Brains (or brain regions) undergo model collapse just like AI systems. ... Urban people often behave as if they’re retarded. Socially (they’ve never been punched in the face), Geospatially (they have no idea how to navigate by the sun or shadows), Culturally (without some pop-fiction touchstone, culture doesn’t exist), etc. They’re entirely bound to a world of artificial ideas: human-produced data, and unable to accurately model from first principles anything outside their extremely limited sphere of artificial experience. The bugman’s neurological model of reality is divorced from reality.

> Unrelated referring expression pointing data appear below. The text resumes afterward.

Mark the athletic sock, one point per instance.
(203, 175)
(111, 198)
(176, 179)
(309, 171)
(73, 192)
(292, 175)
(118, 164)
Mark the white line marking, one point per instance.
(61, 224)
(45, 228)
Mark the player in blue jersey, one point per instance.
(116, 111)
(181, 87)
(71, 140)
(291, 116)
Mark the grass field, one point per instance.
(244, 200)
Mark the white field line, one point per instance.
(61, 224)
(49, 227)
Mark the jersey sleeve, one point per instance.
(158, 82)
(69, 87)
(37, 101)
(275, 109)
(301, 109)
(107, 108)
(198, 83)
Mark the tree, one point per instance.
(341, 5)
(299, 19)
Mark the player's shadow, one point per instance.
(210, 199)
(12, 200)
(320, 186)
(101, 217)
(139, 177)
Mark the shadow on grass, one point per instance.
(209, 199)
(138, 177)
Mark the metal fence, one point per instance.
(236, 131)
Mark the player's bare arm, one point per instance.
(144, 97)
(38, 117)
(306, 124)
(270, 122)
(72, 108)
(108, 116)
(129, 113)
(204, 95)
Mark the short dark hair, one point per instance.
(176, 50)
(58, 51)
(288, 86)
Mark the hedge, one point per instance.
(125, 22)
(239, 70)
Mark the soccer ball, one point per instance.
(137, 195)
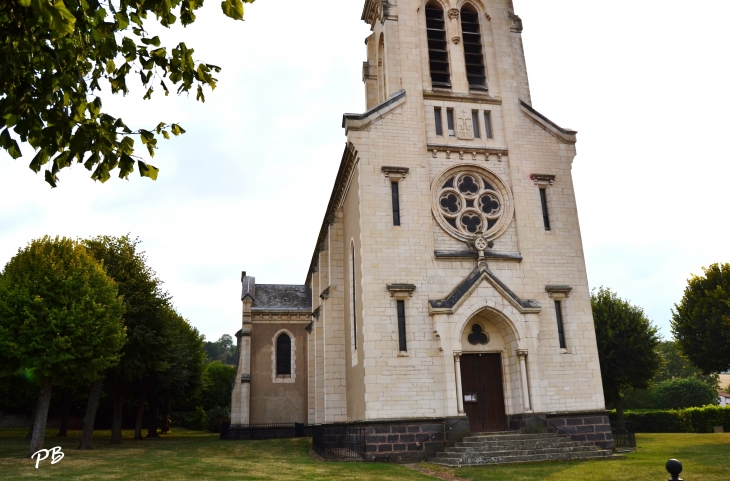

They hallucinate truths that make no sense, and they delude themselves into provably false ideas, and violently attack anyone with a model of reality more accurate than their own. They don’t understand violence, hunger, or (real) social organization because they’ve never encountered those things. https://substack.com/home/post/p-178113467

#81 | 2025-11-19 14:05:43 UTC
Special Report: Holy Mass of Black Friday
Raymond Wellesley-Falkenberg
0 replies

Our Stand-In Religious Affairs Editor, Garlic Johnson, has released the following Special Report while Asphalt Suarez is away maintaining his innocence: The holiest of festivals celebrating the gods of Consumption, Impulsivity, and Treat-Yo-Self begins tomorrow. Black Friday, that counterbalance to Good Friday, is a time granted to us by the high priests during which we have the privilege and the pleasure of inflation-busting deals. The faithful gather in expectation to celebrate Consumption's vital leadership of our economy. We are ready to follow the example of Impulsivity and Treat-Yo-Self in demonstrating our loyalty. Those of us who are tempted to save will do well to remember that large pots of money will be taxed and be donated at the altar of Fair Share.